Até o primeiro semestre de 2026, o PRP era utilizado apenas em pesquisas clínicas como tratamento complementar para doenças como a artrose.
O ortopedista Roney Santana, do Hospital Mater Dei Salvador, explica como o método funciona e para quem ele é indicado.
Geralmente o PRP tem melhor resolutividade em artroses leves a moderadas. As artroses mais avançadas não têm um efeito tão significativo. Geralmente são cirurgias que devem ser realizadas.
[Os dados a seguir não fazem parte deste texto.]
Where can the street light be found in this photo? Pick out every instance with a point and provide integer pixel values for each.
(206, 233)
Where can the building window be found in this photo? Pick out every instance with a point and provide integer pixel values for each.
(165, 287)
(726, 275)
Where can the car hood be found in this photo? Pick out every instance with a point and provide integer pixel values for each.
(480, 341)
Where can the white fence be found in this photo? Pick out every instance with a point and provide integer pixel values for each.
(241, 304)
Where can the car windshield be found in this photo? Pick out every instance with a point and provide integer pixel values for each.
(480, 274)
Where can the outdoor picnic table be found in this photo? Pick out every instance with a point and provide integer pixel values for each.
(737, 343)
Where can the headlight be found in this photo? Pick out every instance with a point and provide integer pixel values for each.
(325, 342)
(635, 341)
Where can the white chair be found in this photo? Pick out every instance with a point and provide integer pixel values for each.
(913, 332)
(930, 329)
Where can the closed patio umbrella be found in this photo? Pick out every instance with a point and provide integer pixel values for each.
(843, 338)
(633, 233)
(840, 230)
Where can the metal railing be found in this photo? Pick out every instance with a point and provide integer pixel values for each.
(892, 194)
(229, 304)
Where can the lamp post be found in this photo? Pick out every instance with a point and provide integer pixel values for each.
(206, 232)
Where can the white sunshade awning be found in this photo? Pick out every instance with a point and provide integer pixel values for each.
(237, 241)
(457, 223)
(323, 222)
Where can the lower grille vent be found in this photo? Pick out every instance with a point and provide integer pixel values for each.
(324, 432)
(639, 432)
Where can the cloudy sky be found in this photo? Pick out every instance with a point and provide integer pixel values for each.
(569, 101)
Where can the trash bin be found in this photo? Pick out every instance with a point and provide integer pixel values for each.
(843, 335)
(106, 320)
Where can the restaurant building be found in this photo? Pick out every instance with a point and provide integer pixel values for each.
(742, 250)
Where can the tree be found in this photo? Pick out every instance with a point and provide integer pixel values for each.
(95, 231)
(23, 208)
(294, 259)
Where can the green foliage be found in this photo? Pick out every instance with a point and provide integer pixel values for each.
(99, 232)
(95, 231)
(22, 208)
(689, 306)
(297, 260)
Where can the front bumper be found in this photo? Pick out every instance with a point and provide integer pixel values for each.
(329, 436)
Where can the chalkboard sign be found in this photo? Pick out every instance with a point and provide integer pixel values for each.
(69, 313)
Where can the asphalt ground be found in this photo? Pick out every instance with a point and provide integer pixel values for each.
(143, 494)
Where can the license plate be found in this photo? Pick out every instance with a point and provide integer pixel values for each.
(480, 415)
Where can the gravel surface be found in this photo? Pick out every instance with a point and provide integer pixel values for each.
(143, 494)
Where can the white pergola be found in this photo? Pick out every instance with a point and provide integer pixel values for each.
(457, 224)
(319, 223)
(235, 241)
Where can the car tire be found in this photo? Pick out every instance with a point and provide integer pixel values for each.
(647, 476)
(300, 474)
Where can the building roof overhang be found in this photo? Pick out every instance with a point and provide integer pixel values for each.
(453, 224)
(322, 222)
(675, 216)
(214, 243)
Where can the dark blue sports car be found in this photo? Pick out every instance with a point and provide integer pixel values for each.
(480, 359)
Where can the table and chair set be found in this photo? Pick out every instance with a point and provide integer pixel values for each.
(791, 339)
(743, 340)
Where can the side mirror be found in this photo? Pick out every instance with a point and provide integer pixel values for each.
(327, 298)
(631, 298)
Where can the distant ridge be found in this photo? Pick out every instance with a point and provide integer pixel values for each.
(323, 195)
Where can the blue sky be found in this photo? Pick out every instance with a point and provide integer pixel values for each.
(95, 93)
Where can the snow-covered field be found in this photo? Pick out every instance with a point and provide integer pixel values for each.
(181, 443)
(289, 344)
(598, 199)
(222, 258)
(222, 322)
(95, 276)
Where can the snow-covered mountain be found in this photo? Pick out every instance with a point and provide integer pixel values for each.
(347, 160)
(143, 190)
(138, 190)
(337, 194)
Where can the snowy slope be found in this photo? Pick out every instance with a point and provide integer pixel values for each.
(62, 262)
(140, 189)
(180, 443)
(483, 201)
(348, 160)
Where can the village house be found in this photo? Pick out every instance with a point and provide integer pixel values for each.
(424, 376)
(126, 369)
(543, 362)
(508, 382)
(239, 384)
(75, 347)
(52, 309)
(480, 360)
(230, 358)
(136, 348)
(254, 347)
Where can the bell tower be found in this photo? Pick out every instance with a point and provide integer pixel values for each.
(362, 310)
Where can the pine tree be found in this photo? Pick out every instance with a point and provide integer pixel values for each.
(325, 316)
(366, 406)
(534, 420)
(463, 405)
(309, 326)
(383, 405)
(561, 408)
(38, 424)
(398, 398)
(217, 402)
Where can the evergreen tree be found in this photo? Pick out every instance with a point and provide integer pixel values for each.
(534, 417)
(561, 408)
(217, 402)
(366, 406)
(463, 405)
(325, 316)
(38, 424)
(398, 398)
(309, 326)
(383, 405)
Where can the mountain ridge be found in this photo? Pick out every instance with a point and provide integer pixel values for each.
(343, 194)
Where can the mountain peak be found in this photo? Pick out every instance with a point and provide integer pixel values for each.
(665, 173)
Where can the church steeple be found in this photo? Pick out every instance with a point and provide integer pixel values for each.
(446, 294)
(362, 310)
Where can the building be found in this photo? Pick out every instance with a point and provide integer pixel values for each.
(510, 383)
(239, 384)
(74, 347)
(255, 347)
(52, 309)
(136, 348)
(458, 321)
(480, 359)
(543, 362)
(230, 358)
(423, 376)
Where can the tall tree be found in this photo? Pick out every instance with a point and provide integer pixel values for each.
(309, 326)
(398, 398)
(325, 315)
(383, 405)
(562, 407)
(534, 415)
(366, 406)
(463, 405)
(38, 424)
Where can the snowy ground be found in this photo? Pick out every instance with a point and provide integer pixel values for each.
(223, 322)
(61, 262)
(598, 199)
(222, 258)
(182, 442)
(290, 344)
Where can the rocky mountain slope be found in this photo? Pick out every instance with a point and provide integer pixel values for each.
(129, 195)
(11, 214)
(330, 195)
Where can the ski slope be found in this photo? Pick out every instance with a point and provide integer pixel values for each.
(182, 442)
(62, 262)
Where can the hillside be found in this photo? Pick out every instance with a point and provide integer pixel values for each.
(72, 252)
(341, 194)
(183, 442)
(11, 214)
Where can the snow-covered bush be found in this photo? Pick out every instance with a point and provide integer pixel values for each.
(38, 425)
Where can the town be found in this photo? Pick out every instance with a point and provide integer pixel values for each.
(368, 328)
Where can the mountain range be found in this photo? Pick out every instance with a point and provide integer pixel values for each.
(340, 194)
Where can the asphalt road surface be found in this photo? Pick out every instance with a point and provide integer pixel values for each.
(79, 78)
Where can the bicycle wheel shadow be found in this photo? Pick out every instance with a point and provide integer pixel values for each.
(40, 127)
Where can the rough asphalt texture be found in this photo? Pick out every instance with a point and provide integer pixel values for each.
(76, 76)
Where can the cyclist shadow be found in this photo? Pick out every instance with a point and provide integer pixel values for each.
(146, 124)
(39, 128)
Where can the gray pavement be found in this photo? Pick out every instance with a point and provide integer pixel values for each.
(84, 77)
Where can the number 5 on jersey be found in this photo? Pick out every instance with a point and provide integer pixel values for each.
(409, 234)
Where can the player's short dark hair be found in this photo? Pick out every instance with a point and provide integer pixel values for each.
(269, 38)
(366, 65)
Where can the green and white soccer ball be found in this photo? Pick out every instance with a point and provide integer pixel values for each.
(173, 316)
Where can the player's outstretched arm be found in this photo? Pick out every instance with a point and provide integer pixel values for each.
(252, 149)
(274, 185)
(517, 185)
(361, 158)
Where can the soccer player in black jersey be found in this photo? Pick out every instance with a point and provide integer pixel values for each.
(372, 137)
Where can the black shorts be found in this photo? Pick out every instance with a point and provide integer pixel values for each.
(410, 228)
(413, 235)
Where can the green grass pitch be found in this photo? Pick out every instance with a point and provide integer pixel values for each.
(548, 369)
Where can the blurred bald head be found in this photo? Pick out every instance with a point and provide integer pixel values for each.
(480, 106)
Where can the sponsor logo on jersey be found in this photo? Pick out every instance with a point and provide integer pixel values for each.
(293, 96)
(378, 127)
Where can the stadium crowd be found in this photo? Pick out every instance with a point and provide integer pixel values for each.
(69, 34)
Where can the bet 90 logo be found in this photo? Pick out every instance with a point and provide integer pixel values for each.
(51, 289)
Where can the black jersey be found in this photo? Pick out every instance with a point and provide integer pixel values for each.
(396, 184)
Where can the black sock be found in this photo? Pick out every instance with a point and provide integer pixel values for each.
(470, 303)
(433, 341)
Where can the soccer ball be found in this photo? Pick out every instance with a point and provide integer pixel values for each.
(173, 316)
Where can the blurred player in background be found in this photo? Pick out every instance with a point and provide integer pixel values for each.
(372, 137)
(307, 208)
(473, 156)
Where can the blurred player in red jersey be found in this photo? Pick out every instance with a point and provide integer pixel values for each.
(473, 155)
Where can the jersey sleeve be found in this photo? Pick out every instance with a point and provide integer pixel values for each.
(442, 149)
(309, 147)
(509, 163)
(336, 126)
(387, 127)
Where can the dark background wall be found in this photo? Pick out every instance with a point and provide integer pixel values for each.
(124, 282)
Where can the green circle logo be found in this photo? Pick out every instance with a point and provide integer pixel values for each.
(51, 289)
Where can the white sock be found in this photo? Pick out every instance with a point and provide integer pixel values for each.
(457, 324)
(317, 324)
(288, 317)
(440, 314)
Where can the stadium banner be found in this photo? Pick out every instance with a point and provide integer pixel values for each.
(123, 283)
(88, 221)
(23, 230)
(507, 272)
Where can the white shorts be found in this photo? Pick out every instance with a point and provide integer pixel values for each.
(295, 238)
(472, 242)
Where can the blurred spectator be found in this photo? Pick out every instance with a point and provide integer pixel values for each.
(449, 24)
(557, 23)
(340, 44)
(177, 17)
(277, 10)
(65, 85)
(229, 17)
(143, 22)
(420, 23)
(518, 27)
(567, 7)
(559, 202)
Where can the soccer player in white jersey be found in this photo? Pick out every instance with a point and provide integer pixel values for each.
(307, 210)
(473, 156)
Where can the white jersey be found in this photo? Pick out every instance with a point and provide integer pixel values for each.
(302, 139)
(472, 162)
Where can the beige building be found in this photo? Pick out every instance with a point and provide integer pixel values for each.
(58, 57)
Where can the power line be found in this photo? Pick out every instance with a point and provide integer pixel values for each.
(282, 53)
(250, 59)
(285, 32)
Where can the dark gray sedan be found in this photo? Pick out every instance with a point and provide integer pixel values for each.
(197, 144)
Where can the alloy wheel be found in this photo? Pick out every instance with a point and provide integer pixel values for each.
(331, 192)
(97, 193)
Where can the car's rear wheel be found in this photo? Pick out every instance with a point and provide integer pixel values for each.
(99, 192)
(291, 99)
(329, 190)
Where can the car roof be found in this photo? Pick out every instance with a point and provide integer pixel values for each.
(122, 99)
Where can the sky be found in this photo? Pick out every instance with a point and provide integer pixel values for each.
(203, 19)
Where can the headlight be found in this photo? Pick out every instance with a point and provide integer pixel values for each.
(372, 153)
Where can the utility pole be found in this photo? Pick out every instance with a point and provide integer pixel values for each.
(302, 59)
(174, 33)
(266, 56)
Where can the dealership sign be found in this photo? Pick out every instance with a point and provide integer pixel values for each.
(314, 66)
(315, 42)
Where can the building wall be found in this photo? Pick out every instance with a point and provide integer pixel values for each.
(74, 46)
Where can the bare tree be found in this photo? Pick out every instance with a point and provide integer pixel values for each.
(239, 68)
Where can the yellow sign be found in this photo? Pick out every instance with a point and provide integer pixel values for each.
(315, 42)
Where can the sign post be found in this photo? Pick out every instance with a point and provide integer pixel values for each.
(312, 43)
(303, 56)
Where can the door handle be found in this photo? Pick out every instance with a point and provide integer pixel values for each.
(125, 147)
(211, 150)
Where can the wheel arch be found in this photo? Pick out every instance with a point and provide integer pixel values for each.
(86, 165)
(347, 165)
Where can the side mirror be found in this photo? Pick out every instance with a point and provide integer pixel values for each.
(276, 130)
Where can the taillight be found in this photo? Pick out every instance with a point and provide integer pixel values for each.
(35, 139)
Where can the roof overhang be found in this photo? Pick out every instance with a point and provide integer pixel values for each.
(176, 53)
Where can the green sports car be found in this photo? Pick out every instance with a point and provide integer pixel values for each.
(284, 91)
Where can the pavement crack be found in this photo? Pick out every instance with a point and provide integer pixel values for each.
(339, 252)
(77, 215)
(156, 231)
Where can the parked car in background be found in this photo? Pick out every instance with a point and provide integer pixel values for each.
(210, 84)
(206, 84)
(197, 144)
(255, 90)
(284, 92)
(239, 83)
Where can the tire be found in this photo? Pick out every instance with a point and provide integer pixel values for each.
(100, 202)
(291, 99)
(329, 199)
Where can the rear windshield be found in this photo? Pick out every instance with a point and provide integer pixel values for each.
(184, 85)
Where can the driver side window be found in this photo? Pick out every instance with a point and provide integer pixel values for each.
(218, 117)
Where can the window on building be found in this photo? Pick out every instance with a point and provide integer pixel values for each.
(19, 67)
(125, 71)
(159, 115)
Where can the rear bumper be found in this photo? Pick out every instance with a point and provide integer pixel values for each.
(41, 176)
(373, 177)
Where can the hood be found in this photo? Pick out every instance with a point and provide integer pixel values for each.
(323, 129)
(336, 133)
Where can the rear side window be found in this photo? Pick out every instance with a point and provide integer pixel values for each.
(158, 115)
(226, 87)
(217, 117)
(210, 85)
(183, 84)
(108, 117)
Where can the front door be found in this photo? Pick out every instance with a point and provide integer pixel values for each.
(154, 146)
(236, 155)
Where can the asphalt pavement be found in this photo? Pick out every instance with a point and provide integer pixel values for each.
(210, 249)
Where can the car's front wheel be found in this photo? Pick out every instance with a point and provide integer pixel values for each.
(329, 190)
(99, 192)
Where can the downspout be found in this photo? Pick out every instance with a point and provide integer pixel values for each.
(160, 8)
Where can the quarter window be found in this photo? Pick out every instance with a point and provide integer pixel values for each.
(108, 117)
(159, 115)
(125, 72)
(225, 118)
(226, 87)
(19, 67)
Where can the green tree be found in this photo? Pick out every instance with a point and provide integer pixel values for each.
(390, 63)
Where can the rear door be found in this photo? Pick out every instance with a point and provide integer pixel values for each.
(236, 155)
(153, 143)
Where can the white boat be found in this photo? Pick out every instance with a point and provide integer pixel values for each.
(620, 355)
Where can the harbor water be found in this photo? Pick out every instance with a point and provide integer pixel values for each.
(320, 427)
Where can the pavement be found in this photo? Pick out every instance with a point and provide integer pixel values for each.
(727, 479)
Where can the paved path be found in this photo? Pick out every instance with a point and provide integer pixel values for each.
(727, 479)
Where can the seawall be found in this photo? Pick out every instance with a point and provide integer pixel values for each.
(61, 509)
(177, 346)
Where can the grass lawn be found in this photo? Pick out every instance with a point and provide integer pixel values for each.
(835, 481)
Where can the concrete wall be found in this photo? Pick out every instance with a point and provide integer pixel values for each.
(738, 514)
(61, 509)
Você tem que estudar caso por caso para poder saber se encaixa no problema do paciente.
De acordo com o especialista, em algumas situações o tratamento pode ser utilizado assim que a doença é descoberta para evitar uma cirurgia no futuro.
Porém, ele ressalta que é preciso ficar alerta com as contraindicações.
Pacientes que têm câncer não podem fazer o PRP. Pacientes que têm infecção na área, principalmente, onde você vai utilizá-lo. Pacientes tcom problemas hematológicos, discrasia sanguínea, problemas de coagulação, são pacientes que não são candidatos ao uso do PRP.
Segundo o Conselho Federal de Medicina, o procedimento deve ser utilizado apenas como recurso terapêutico auxiliar e não substitui tratamentos clínicos e necessita de recomendação médica mediante avaliação individualizada.